Web3 Foundation, the organization responsible for doling out grants on Polkadot, has passed the milestone of 400 approved projects.
Since launching in December 2018, Web3 Foundation (W3F) has received hundreds of applications from projects looking to build in the Polkadot ecosystem — the foundation approved roughly 40% of these submissions.
Web3 Foundation’s remit isn’t limited to Polkadot and its network of parachains, but that’s where the bulk of its investments have been made.
W3F celebrates milestone
The Web3 Foundation has shared details of the projects approved so far to commemorate passing the milestone for its grants program.
The foundation disclosed that 1,054 applications for funding have been submitted, with 415 being approved. The scope of these projects varies greatly, encompassing the entire web3 stack, from the base layer to middleware and consumer applications.
Web3 Foundation funded projects ranging from wallets, dev tooling, and APIs to smart contracts and UI development.
The foundation stated that 181 teams have completed at least one project, and 300 have successfully delivered their first milestone.

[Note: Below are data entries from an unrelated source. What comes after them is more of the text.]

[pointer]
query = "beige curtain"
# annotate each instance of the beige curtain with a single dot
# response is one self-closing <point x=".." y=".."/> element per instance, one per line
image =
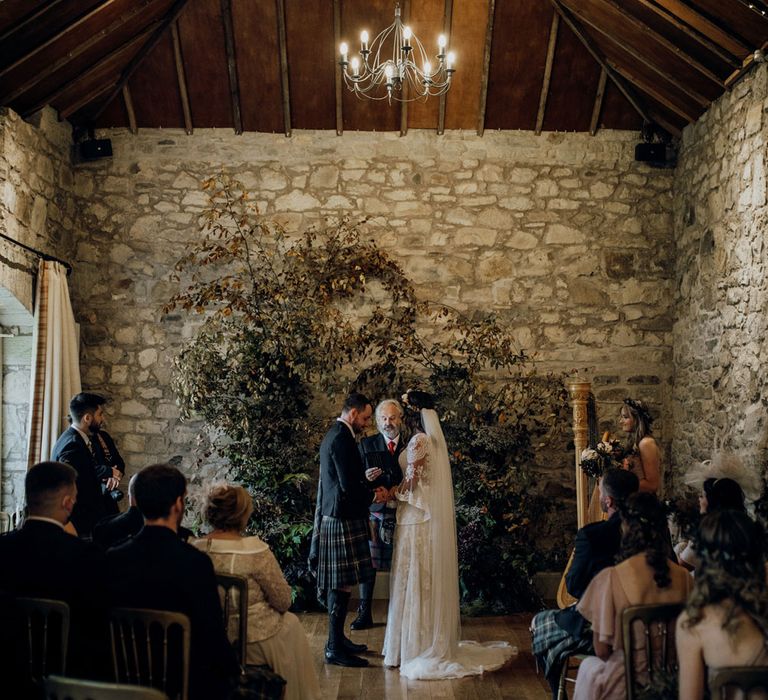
<point x="55" y="361"/>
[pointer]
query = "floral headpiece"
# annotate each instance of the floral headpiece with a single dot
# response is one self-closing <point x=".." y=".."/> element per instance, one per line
<point x="641" y="409"/>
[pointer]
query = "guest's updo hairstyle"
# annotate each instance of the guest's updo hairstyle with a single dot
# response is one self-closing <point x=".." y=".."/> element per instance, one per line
<point x="228" y="507"/>
<point x="644" y="529"/>
<point x="732" y="569"/>
<point x="413" y="402"/>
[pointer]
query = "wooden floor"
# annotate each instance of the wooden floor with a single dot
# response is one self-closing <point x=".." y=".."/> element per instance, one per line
<point x="516" y="681"/>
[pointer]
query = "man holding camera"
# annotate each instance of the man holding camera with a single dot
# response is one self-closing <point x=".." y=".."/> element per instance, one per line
<point x="93" y="454"/>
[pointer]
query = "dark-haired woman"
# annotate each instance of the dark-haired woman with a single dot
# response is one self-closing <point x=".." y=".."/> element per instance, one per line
<point x="644" y="453"/>
<point x="726" y="620"/>
<point x="645" y="575"/>
<point x="422" y="635"/>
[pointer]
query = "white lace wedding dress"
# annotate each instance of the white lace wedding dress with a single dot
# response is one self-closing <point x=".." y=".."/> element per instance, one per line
<point x="423" y="625"/>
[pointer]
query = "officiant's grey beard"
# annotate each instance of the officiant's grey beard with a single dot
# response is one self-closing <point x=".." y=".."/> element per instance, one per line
<point x="389" y="417"/>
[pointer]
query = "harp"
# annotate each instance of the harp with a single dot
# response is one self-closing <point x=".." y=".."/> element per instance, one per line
<point x="585" y="434"/>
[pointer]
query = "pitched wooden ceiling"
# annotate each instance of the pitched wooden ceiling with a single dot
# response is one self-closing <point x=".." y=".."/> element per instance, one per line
<point x="270" y="65"/>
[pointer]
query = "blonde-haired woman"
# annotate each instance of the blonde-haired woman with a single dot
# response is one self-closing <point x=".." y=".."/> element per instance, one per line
<point x="275" y="636"/>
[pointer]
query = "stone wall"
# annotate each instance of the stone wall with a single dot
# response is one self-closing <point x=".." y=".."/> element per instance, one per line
<point x="564" y="235"/>
<point x="720" y="397"/>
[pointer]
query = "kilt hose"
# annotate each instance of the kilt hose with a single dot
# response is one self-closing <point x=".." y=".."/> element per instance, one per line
<point x="344" y="558"/>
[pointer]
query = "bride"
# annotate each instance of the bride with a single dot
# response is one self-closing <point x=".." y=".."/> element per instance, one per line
<point x="422" y="635"/>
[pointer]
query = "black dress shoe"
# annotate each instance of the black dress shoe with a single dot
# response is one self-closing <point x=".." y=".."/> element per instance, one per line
<point x="353" y="648"/>
<point x="341" y="657"/>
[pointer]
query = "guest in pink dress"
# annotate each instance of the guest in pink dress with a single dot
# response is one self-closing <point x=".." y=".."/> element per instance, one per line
<point x="645" y="575"/>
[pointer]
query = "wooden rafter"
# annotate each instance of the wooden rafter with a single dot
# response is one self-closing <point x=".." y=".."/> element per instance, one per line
<point x="229" y="47"/>
<point x="62" y="89"/>
<point x="616" y="79"/>
<point x="129" y="109"/>
<point x="181" y="77"/>
<point x="80" y="21"/>
<point x="642" y="59"/>
<point x="676" y="22"/>
<point x="78" y="50"/>
<point x="447" y="22"/>
<point x="142" y="53"/>
<point x="553" y="29"/>
<point x="285" y="85"/>
<point x="486" y="69"/>
<point x="598" y="106"/>
<point x="336" y="70"/>
<point x="644" y="30"/>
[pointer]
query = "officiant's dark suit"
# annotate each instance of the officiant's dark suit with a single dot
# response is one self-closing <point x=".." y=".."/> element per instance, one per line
<point x="72" y="449"/>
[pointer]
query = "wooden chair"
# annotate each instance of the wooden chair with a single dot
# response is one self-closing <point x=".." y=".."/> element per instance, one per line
<point x="151" y="648"/>
<point x="235" y="595"/>
<point x="658" y="624"/>
<point x="46" y="631"/>
<point x="744" y="678"/>
<point x="60" y="688"/>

At this stage in its life cycle, Polkadot is still primarily developer-oriented since it’s necessary for its parachains to be built out and connected to other Layer 1s before consumer-facing apps can be deployed.
Decentralizing the world
Recipients of Web3 Foundation’s funding have been distributed fairly evenly around the world, with 14% of teams hailing from the US, 13% from China, 8% from Singapore, and nations such as Australia, Japan, and Argentina also heavily represented.
The completion of 400 grants for Polkadot arrives at a busy time for the blockchain of blockchains. A governance revamp is poised to improve the way in which on-chain decision-making is made, while staking the DOT token has gotten easier with the launch of new staking and nominating dashboard.
Web3 Foundation is proud of the latest milestone, highlighting that grant recipients are now working on “a wide range of decentralized use cases, including digital identity and privacy, IoT, games, data storage, and finance.”
As some blockchain developers transition away from Solidity, whose limitations and security issues are well documented, Polkadot’s architects are hoping that Parity will prove its worth.
The number of parachains built with Parity is proliferating, but there is competition from other “next-generation” blockchains such as Sui and Aptos, both of which use the Move programming language.
It is possible that Polkadot’s scalability and interoperability will facilitate the Cambrian eruption of web3 applications that blockchain enthusiasts hope to see.